Boko Haram destroyed the Living Faith Church building in Damaturu, Yobe state, in November 2011.

Photo courtesy of Open Doors International

According to the US-based Center for the National Interest, Boko Haram became the second deadliest terror group on the planet in 2014.

There have always been different opinions regarding what motivates Boko Haram. Noting this rhetoric, the Nigeria Conflict Security Analysis Network, or NCSAN, reports, “Within public discourse in Nigeria as well as scholarly circles, Boko Haram is motivated by religious, ideological factors in addition to relative economic deprivation. Thus, anything un-Islamic should be rejected: Western education, women’s empowerment, democracy, Judeo-Christian history and traditions upon which Western civilization is allegedly constructed.” The group categorically declared Christians infidels. According to NCSAN, Boko Haram also believes what it does is strategically vital “to inspire other Islamic groups and movements to take up arms against Christians” in Nigeria and beyond.

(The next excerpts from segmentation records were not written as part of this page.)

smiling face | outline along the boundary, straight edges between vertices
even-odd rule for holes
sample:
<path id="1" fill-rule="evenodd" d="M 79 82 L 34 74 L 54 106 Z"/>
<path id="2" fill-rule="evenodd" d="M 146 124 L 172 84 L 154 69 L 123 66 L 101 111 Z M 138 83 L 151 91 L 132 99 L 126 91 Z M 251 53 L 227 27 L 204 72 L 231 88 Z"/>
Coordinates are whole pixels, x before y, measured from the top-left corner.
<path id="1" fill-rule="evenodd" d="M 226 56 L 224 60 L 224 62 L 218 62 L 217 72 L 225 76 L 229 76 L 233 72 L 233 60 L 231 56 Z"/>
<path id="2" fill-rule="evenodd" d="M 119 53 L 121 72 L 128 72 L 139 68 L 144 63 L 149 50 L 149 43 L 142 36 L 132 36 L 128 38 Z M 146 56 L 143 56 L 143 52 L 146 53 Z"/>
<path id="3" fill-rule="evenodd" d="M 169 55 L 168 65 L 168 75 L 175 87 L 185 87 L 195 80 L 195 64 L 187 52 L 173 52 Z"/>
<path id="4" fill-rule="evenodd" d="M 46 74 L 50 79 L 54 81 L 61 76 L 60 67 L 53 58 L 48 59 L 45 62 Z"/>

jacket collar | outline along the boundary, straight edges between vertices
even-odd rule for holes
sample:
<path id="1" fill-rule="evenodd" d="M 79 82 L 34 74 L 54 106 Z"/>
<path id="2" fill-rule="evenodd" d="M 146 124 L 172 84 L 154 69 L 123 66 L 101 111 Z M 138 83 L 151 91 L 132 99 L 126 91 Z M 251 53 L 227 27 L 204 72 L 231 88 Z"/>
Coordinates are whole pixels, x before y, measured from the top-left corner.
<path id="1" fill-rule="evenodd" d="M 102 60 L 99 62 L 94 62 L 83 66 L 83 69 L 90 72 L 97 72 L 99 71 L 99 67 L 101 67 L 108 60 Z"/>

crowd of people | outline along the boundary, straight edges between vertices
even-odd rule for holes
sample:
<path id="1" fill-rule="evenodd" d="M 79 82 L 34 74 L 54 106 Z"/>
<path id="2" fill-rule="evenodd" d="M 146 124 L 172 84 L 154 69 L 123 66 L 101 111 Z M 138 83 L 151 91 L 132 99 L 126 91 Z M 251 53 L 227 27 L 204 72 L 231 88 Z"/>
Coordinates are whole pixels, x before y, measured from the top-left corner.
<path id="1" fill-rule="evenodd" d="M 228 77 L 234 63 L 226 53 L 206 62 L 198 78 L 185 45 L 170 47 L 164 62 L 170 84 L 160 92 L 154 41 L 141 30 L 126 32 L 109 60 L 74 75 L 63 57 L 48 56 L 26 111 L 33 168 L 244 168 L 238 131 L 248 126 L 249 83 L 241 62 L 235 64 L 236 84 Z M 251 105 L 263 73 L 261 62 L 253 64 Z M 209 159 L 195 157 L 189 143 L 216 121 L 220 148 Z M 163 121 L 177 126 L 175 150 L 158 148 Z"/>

There is no debate about the havoc Boko Haram has created in northern and central Nigeria. Data from a variety of sources indicates violence orchestrated by Boko Haram in the northeast led to the death of thousands of civilians. World Watch Research has reason to believe that the majority of them are Christian civilians. This is compounded by the fact that millions of Nigerians — 3.3. million, according to NCSAN — have been forced to leave their homes. Data from the World Watch List, published annually by Open Doors International, in 2015 show that for the 12 months ending Oct. 31, 2014, nearly 2,500 Christians were killed for faith-related reasons by Boko Haram and others. Considering reports that more than 10,000 people were killed in Nigeria by Boko Haram in 2014 alone, of whom it can be safely assumed many were Christians, the World Watch List figure is a conservative one.

“The sect has succeeded in establishing a culture of fear, in addition to carrying out unlawful killings, attacks on churches, media houses, schools and the abduction of about 276 female students from Chibok Government Girls Secondary School on April 14, 2014,” NCSAN says, of whom more than 70 percent are Christians. Considering these horrific acts of violence, the focus of the international community and the mainstream media on Boko Haram is justifiable. At the same time, it does not warrant ignoring other regions in the country, such as the bloody Middle Belt region.